Ch3.3~4 Bayes Estimation [The univariate case]

2020-2학기 서강대 김경환 교수님 강의 내용 및 패턴인식 교재를 바탕으로 본 글을 작성하였습니다.

3.3 Bayes estimation (베이지안 추정)

▶ In MLE

$\theta$ to be fixed

▶ In Bayesian Learning

$\theta$ to be random variable and training data allow us to convert a distribution on this variable into posterior probability density.

패턴 분류 문제에 대한 Bayes 추정 방식은 MLE에 의해 얻은 방식과 비슷하지만, 개념적 차이가 있다. MLE 에서는 $\theta$ 가 고정된 것으로 간주한 반면, Bayes 학습에서는 $\theta$ 가 랜덤 변수인 것으로 간주하며, 훈련 데이터는 이 변수에 대한 분포를 사후 확률 밀도로 전환시킬 수 있게 된다. (처음 무슨 말인가 했자만, 이번 설명을 끝까지 읽고 다시 앞으로 넘어와서 읽어보면 이해됨)

▶ The class-conditional densities (클래스-조건부 밀도)

$P(\omega_j | \mathbf{x}) = \frac{p(\mathbf{x} | \omega_j) P(\omega_j)}{p(\mathbf{x})}$

How can we proceed when these quantities are unkown?
To compute $P(\omega_j | \mathbf{x})$ using all of the information at our disposal.
Knowledge of the functional forms for unknown densities and ranges for the values of unknown parameters.
Or Some from a set of training samples. (또는 이 정보의 일부는 훈련 샘플 집합 내에 있을 수 있음)

이어서, 다시 $D$ 로 샘플 집합을 나타내면, 목표가 사후 롹률 $P(\omega_j | \mathbf{x}, D)$ 를 계산하는 것이라고 말함으로써 샘플들의 역할을 강조할 수 있음 이 확률들로부터 Bayes 분류기를 얻을 수 있다.

샘플 집합 $D$ 가 주어지면, 위의 식을 다시 표현한 Bayes 공식은 다음과 같음.

$P\left(\omega_{i} \mid \mathbf{x}, D\right)=\frac{p\left(\mathbf{x} \mid \omega_{i}, D\right) P\left(\omega_{i} \mid D\right)}{\sum_{j=1}^{c} p\left(\mathbf{x} \mid \omega_{j}, D\right) P\left(\omega_{j} \mid D\right)}$

The information provided by the training samples can be used to help to determine both the class-conditional densities and the prior probabilities.
We assume that the true values of the prior probabilities are known or obtainable from a trivial calculation $P(\omega_i) = P(\omega_i | D)$ . (대체 가능)
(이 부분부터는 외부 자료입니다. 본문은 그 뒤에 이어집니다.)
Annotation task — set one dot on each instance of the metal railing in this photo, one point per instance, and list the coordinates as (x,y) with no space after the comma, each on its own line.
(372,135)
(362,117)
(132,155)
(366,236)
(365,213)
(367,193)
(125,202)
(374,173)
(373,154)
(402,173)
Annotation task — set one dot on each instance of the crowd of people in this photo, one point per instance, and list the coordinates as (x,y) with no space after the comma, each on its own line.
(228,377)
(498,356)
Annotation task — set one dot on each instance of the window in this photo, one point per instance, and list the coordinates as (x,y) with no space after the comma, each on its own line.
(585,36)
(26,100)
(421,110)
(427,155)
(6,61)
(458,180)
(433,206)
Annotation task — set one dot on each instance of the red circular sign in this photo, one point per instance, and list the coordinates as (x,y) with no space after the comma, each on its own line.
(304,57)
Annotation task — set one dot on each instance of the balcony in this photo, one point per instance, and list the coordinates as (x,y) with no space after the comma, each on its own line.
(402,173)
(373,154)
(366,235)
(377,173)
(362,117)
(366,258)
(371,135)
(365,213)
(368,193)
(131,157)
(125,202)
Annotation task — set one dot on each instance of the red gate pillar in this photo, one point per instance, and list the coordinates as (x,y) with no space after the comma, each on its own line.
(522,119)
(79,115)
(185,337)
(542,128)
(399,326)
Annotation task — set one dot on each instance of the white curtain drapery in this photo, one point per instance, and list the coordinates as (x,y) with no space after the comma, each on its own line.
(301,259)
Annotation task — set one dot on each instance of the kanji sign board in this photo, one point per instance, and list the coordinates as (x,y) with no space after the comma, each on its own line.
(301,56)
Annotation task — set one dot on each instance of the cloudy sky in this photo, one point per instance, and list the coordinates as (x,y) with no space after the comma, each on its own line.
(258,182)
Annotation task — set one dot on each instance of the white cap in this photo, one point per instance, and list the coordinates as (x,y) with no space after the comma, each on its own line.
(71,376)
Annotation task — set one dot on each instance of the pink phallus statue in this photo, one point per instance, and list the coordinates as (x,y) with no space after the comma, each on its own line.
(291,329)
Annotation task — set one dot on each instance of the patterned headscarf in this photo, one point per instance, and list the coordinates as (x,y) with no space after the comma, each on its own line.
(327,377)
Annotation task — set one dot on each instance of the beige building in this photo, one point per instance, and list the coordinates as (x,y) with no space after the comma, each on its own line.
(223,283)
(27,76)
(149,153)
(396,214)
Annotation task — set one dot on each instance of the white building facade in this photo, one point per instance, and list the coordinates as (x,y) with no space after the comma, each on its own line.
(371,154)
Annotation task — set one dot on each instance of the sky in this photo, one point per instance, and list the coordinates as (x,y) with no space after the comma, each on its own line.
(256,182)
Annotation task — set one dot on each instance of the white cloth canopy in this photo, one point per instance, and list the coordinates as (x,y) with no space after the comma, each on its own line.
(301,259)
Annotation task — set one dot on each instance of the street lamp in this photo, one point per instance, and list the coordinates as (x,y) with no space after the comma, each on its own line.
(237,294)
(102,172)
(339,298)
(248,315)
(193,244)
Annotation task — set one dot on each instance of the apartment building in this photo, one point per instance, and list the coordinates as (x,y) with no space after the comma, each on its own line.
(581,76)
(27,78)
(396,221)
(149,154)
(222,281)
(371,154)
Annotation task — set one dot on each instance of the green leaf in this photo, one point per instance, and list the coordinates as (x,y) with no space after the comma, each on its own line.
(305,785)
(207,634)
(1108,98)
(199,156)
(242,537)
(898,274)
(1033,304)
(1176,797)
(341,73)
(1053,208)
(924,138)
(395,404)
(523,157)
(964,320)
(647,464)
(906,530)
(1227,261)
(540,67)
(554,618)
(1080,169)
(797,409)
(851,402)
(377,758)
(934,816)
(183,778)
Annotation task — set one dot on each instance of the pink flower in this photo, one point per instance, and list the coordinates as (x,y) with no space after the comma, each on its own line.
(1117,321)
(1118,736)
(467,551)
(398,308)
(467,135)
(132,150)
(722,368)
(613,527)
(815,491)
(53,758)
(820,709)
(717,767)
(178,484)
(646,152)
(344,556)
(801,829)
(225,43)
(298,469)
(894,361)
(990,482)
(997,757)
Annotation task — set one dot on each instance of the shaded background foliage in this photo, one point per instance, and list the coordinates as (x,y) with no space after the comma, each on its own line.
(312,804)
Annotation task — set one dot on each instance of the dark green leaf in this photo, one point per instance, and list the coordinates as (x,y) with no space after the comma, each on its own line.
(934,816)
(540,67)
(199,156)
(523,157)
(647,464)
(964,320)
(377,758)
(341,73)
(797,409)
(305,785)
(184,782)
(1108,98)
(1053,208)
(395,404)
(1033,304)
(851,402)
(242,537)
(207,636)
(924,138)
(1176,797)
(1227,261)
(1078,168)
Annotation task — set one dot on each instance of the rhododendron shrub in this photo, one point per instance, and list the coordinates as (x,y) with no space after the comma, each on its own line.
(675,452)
Supervised case (지도학습인 경우)

To separate the training samples by class into $c$ subsets $D_1,…,D_c$ , with the samples in $D_i$ belonging to $\omega_i$ .
The samples in $D_i$ have no influence on $p(\omega_i | \mathbf{x}, D)$ if $i \neq j$ .

위와 같이 표현함으로써의 얻는 이점 존재

첫째, 각 각 클래스를 분리해서 작업할 수 있게 해줌 - 즉, $p(\mathbf{x}|w_i, D)$ 를 계산할 때 $D_i$ 의 샘플들만 사용한다. 사전 확률들이 알려져 있다는 가정과 같이 사용하면, 위와 같이 표현 가능함
둘째, 각 클래스가 독깁적으로 다루어질 수 있기 때문에, 불필요한 클래스 구별을 하지 않아도 되고, 표기를 단순화할 수 있음. 본질적으로는 다음 형태의 $c$ 개의 분리된 문제를 가진다 : 고정된 그러나 미지의 확률 분포 $p(\mathbf{x})$ 에 따라 독립적으로 뽑힌 샘플들의 집합 $D$ 를 사용해서 $p(\mathbf{x}|D)$ 를 계산하는데, 이것이 Bayes 학습의 중심적 문제임.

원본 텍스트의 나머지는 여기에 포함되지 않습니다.